You can't have your cake and eat it too. Not even if you say please. heheheheheh

Every distributed system is a choice between what you want and what you can actually have. The CAP theorem is the most famous way to say this, and also the most misunderstood.

The theorem

Eric Brewer proposed it in 2000, and Gilbert & Lynch proved it in 2002.[1] It says: a distributed system can provide at most two of three guarantees:

  • Consistency: every read sees the most recent write
  • Availability: every request gets a response (no timeouts, no errors)
  • Partition tolerance: the system keeps working when network messages get dropped

Pick two. You can't have all three.

Why not all three?

Imagine two database nodes, A and B. A client writes to A. Before A can replicate to B, the network between them fails. Now a different client reads from B.

What do you do?

  • Return stale data (sacrifice consistency): B responds with old data. The system stayed available.
  • Block or error (sacrifice availability): B refuses to respond until it can check with A. The system stayed consistent.
  • Don't distribute (sacrifice partition tolerance): run on a single node. No network between nodes means no partition. A single PostgreSQL instance is consistent and available, until the machine dies or becomes unreachable. Then you have nothing.

That's the trade-off. CA systems exist, but they're not distributed in the fault-tolerant sense. The moment you add a second node to survive failures, you've introduced a network, and networks partition. Then you're choosing between C and A.

The misconception

People read CAP and think they're choosing a permanent category: "We're a CP system" or "We're an AP system."

That's not (quite) how it works.

The choice only matters during a partition (when something goes wrong). Most of the time, the network is fine, and you can have all three. CAP is about what you give up when things go wrong.

State What you get
Network healthy C + A + P (all three)
Network partitioned Pick C or A

A system might be consistent 99.9% of the time and only go available-but-stale during the 0.1% when partitions happen. Or vice versa. It's a policy for failure modes, and has implications for the rest of your system.

Where you see this

CP systems (consistent, partition-tolerant):

System What happens during partition
etcd Minority partition can't reach quorum; rejects writes
ZooKeeper Minority can't reach leader; rejects writes
MongoDB With majority write concern, blocks until quorum acks

These systems prioritize consistency. They'll reject writes they can't guarantee.

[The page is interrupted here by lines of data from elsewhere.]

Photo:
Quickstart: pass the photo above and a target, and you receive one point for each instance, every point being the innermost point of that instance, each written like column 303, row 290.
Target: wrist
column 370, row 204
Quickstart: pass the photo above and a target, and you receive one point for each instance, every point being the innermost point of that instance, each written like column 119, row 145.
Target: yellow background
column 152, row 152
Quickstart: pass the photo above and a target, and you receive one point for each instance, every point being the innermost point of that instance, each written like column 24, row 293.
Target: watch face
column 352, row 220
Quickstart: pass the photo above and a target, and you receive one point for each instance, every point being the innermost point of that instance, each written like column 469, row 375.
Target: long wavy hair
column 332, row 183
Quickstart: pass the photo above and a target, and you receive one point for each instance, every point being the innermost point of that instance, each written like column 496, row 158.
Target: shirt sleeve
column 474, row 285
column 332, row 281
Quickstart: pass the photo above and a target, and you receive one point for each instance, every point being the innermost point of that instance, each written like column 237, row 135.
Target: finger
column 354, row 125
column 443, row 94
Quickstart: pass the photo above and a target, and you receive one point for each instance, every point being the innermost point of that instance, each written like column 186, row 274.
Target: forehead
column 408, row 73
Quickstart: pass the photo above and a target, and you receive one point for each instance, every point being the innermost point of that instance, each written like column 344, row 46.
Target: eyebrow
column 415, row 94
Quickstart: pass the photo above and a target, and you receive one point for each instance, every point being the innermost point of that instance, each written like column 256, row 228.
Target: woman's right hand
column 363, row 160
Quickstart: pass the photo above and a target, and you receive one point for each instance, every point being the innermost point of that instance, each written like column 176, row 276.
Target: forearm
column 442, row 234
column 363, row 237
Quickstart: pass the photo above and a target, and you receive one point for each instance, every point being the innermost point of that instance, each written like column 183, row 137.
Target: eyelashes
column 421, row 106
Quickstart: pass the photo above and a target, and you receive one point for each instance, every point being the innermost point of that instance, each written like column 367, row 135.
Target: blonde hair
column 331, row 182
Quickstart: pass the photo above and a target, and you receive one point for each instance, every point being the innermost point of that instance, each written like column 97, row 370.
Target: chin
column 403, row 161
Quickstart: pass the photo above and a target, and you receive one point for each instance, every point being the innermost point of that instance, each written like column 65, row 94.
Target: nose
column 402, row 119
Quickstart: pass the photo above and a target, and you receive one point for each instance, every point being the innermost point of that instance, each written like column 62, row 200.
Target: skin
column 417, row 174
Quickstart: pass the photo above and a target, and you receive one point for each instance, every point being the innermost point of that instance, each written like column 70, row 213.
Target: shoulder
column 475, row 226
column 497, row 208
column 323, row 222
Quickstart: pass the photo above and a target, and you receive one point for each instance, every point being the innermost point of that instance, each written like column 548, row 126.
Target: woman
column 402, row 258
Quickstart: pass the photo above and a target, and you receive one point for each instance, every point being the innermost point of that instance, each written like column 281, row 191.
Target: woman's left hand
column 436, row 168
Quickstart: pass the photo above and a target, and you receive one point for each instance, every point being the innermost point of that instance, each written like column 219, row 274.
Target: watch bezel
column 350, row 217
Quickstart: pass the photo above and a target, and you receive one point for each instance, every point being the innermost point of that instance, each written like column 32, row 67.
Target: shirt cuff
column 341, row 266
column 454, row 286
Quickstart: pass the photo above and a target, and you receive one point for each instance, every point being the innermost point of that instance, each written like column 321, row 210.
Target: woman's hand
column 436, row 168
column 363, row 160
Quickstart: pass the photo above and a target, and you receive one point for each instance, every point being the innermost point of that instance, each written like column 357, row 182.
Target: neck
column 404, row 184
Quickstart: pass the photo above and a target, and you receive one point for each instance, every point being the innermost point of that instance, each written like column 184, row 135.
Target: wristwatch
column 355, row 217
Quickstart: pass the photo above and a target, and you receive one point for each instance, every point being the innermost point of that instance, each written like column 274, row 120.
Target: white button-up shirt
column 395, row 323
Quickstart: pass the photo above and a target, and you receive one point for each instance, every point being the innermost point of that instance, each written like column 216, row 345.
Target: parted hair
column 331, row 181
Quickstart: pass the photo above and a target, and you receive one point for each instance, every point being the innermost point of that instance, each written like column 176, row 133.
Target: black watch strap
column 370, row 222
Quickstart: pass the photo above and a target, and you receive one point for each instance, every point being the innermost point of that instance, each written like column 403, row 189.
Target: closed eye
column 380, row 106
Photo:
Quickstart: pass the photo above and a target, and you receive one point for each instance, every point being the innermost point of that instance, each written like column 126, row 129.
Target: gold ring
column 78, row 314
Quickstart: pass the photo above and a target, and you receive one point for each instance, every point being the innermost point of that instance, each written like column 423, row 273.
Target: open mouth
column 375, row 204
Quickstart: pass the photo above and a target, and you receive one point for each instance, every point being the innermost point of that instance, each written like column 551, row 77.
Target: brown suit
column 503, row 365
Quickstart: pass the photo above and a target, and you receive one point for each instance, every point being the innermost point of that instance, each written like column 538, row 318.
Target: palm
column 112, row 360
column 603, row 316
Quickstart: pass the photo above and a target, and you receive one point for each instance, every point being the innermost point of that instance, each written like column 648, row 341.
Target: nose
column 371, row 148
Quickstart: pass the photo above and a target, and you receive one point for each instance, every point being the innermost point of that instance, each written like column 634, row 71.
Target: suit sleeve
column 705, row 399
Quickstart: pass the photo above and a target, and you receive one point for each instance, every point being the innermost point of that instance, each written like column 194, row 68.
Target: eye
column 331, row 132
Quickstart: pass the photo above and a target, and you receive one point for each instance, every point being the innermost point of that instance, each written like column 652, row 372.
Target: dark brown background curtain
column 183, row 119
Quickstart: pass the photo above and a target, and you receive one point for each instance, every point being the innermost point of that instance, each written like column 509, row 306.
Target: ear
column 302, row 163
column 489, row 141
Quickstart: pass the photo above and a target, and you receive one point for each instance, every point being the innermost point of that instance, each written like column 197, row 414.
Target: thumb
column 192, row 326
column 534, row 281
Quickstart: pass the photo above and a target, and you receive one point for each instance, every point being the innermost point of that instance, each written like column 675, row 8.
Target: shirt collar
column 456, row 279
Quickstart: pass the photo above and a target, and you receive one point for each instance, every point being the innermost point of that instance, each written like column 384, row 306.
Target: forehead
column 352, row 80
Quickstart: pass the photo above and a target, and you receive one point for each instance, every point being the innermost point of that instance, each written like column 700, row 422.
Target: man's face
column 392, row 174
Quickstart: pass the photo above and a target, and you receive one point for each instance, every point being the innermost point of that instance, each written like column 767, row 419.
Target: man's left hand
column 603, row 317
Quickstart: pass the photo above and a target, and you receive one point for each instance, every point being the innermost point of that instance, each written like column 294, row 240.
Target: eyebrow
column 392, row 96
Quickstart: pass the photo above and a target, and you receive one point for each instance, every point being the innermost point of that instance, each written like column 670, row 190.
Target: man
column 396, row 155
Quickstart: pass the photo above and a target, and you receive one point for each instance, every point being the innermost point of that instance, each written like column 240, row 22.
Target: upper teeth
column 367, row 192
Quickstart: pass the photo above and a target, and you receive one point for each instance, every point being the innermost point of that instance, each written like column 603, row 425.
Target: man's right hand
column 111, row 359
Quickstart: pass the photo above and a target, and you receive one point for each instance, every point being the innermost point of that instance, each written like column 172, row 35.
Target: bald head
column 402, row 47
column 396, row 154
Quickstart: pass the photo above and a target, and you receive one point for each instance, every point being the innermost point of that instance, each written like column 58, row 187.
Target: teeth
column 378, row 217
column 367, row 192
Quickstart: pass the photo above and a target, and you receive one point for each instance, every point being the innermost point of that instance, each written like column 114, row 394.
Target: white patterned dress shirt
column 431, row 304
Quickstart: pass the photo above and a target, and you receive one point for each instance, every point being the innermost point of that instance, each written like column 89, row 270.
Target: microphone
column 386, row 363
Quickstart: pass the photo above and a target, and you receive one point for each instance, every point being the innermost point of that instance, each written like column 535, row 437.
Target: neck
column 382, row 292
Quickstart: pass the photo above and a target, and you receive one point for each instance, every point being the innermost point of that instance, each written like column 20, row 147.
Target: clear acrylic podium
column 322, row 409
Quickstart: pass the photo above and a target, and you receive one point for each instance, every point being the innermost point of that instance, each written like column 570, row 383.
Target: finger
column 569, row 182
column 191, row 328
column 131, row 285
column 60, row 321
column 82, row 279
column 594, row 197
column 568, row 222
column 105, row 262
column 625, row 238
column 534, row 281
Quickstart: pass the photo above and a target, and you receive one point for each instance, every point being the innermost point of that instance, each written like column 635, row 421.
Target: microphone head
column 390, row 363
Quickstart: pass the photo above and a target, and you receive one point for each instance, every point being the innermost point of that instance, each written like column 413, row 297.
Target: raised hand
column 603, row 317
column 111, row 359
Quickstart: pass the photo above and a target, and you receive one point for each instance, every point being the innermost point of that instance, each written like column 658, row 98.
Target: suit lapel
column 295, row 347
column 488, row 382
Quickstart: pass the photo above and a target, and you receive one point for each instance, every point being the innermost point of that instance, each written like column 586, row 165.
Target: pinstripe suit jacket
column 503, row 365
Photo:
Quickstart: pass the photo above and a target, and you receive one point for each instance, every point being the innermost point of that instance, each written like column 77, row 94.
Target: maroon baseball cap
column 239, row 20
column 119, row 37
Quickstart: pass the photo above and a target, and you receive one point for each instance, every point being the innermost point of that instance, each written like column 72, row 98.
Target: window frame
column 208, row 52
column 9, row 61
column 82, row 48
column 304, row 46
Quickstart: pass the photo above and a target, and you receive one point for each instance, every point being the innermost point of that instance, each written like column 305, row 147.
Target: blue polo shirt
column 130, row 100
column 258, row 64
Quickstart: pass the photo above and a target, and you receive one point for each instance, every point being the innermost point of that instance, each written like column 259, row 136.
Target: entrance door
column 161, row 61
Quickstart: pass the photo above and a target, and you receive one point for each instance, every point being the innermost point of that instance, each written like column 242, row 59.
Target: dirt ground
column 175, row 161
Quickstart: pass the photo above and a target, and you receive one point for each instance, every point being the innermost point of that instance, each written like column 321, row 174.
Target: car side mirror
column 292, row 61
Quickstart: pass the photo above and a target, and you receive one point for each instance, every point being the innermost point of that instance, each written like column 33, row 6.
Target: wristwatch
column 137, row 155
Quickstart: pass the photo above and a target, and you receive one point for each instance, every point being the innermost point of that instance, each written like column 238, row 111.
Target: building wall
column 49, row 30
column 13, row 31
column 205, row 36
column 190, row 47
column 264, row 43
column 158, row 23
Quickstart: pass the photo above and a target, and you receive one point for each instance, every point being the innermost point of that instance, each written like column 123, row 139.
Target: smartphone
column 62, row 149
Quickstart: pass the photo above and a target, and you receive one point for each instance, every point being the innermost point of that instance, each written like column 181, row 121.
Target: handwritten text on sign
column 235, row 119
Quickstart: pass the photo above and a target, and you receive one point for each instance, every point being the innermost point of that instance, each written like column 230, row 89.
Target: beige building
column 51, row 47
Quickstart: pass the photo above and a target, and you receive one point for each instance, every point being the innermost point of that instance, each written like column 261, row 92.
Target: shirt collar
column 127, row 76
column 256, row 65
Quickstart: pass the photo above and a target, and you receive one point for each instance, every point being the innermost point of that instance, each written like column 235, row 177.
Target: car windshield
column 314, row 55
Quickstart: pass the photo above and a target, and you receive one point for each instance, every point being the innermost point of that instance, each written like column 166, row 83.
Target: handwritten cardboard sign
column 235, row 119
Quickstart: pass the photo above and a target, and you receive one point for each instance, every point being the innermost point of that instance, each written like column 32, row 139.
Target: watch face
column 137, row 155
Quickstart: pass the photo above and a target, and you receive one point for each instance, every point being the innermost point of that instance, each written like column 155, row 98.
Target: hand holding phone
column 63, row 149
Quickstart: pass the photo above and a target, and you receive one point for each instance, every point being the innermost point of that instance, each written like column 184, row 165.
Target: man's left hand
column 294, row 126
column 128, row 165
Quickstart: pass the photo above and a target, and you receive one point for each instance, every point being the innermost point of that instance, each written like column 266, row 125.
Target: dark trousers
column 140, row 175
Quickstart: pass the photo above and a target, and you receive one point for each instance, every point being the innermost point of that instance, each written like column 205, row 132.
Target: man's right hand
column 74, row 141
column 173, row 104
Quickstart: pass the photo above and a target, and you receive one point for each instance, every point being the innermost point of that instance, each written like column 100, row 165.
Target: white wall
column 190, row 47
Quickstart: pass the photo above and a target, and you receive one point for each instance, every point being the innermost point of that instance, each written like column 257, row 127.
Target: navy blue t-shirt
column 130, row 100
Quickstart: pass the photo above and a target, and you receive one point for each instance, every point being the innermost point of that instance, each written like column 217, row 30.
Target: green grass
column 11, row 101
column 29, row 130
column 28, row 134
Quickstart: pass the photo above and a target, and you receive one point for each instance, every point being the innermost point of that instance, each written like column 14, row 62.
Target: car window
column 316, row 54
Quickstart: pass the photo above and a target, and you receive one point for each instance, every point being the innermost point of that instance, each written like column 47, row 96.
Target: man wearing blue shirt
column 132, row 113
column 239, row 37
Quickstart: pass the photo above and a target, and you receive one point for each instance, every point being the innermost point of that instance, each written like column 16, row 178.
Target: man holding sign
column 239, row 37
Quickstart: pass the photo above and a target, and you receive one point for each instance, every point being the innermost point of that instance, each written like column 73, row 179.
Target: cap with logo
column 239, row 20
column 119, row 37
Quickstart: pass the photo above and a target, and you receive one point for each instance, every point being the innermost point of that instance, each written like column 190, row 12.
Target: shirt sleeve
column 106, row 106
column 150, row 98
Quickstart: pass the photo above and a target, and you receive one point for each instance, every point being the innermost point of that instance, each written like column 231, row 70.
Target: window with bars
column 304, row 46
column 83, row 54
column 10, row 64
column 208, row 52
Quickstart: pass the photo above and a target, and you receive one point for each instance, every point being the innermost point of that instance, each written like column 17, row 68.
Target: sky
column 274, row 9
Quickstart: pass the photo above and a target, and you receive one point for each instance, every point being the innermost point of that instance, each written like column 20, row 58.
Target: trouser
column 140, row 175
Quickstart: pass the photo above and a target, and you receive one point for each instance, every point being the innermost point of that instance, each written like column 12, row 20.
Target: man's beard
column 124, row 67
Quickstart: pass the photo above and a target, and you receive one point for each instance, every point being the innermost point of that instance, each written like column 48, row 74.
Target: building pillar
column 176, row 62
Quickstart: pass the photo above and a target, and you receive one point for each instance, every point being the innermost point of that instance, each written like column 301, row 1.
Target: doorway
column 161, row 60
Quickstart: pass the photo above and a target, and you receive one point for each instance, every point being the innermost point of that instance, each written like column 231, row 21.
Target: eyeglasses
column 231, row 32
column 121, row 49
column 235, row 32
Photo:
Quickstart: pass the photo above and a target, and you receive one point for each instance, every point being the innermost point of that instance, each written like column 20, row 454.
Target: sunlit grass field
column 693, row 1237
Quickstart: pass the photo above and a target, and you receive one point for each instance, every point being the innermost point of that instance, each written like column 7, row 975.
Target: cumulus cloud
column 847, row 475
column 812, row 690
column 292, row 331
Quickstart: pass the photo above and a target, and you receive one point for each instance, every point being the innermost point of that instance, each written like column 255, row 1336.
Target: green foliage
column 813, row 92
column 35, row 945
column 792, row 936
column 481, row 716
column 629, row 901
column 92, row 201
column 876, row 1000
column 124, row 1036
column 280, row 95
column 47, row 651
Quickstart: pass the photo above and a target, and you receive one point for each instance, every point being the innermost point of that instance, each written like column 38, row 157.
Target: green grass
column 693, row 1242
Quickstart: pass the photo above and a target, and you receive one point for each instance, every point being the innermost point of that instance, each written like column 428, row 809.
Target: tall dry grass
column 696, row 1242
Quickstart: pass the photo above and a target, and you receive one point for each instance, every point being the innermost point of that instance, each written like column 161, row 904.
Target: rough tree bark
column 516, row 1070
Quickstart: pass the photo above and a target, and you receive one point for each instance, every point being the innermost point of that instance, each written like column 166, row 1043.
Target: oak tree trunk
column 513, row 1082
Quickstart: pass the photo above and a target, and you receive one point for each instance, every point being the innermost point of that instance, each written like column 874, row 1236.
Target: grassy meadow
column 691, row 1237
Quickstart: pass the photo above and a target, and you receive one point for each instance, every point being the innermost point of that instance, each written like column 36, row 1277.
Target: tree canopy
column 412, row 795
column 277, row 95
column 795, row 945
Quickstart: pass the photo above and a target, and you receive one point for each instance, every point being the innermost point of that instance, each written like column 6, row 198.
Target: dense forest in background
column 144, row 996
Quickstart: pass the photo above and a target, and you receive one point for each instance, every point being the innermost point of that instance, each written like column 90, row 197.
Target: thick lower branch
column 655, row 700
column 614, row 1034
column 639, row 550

AP systems (available, partition-tolerant):

System What happens during partition
DynamoDB Eventually consistent reads by default
Cassandra Nodes serve local data; conflicts resolve later
DNS Caches serve stale records until TTL expires

These systems keep responding, even if the data might be out of date.

Consistency has levels

Between "every read sees the latest write" and "anything goes," there's a range. Weaker models can still provide useful guarantees:

  • Read-your-writes: you see your own writes, others might not yet. You post a comment, refresh, your comment is there.
  • Monotonic reads: your view of time doesn't go backwards. You see a video has 50k views, refresh, it won't show 48k. Someone else might still see 48k.
  • Causal consistency: causes precede effects, globally. If Joe asks "Lunch?" and Emily replies "I'm in", no one sees Emily's reply without Joe's question.

These are weaker than strong consistency but stronger than "anything goes." And some applications can design with them in mind.

The first rule

Systems can't be perfect, they will fail. CAP helps you understand the trade-offs. Every system you build on has made them. Understanding them tells you where it will fail. Every system you build will make them too.

That's the first rule. You can't have it all. 🎂

[1] Gilbert & Lynch. "Brewer's Conjecture and the Feasibility of Consistent, Available, Partition-Tolerant Web Services". ACM SIGACT News, 2002.